A CT scan from a medieval skull showing a metastasis hidden within.

It is this approach that was used by the Cambridge team, who assessed 143 skeletons from six different cemeteries in and around Cambridge, ranging in date from the 6th through to the 16th century. By scanning the bones of each individual – paying especially close attention to the pelvis, spine, and upper legs, as these are the bones most often affected by malignancies – the team was able to identify potentially cancerous lesions, including ones that could not be determined through visual analysis alone.

Overall, they identified five individuals with evidence for cancer, indicating a minimum prevalence of 3.5%. As modern clinical studies show that CT scans are approximately 75% effective at detecting bone metastases, this means that the true prevalence of bone lesions among this assemblage might be closer to 4.7%. To extrapolate this number further, in modern cases, about one-third to one-half of people who die with cancer have bone lesions, meaning that in medieval Cambridge the minimum prevalence of cancer may have been between 9% and 14% of adults. This rate is significantly lower than modern data, which shows that between 40% and 50% of people in Britain have cancer at time of death, but it is higher than was previously thought. So, while modern carcinogens and our extended lifespan probably have had an effect on our cancer rates, a not-insignificant percentage of people in the past also suffered from the disease.

RIGHT Vertebra from a medieval skeleton showing cancer metastases (indicated by the white arrow).
Vertebra from a medieval skeleton showing cancer metastases (indicated by the white arrow).

Looking more closely at the data, all those identified with bone metastases were middle-aged to elderly men, and most of the lesions were found in the pelvis. While in most cases the origins of the cancer could not be determined, one man from the Edix Hill cemetery – an Anglo-Saxon burial ground located in Barrington just outside Cambridge – had small lesions throughout his skeleton, which the team believes is consistent with multiple myeloma.
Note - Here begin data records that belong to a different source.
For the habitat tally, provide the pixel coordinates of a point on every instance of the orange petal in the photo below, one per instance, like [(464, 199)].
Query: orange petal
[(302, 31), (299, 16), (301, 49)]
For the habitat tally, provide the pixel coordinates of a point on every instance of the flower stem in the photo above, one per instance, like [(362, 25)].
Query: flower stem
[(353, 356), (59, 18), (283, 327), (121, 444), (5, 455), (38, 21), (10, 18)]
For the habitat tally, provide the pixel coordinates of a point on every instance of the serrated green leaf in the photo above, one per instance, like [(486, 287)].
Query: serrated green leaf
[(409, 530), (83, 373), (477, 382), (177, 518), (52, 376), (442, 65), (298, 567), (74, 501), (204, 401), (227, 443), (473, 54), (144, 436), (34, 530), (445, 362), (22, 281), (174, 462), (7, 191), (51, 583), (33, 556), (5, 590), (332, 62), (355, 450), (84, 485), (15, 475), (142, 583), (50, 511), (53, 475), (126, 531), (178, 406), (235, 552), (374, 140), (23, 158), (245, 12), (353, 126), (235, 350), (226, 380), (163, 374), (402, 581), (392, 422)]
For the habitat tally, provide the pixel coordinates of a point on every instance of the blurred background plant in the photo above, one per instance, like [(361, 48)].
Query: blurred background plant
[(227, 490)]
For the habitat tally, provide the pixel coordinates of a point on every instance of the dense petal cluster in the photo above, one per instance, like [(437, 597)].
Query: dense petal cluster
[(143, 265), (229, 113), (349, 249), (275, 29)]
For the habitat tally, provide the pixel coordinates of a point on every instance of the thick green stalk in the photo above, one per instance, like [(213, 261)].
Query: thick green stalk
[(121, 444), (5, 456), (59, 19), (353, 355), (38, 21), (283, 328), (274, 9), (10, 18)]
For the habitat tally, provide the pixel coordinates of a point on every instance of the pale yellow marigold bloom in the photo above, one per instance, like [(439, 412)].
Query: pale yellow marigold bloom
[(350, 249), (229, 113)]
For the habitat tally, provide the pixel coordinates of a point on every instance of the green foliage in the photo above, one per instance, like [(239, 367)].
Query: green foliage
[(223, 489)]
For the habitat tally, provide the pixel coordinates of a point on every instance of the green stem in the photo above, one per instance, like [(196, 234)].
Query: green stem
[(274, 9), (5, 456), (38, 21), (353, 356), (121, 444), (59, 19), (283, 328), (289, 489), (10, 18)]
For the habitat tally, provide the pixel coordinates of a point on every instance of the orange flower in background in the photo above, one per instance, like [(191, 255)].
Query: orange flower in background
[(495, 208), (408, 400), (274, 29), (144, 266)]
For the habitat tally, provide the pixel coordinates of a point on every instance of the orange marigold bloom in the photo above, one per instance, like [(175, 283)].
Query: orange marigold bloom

Because the sample size was relatively small, further differences between demographics could not be determined. The research has shown this to be an effective way to assess cancer in the past, however, and it is hoped that in the future larger-scale studies may be able to use this method to show more detailed patterns and prevalence rates.

The results of this research were recently published in the journal Cancer and can be read for free here: 10.1002/cncr.33615.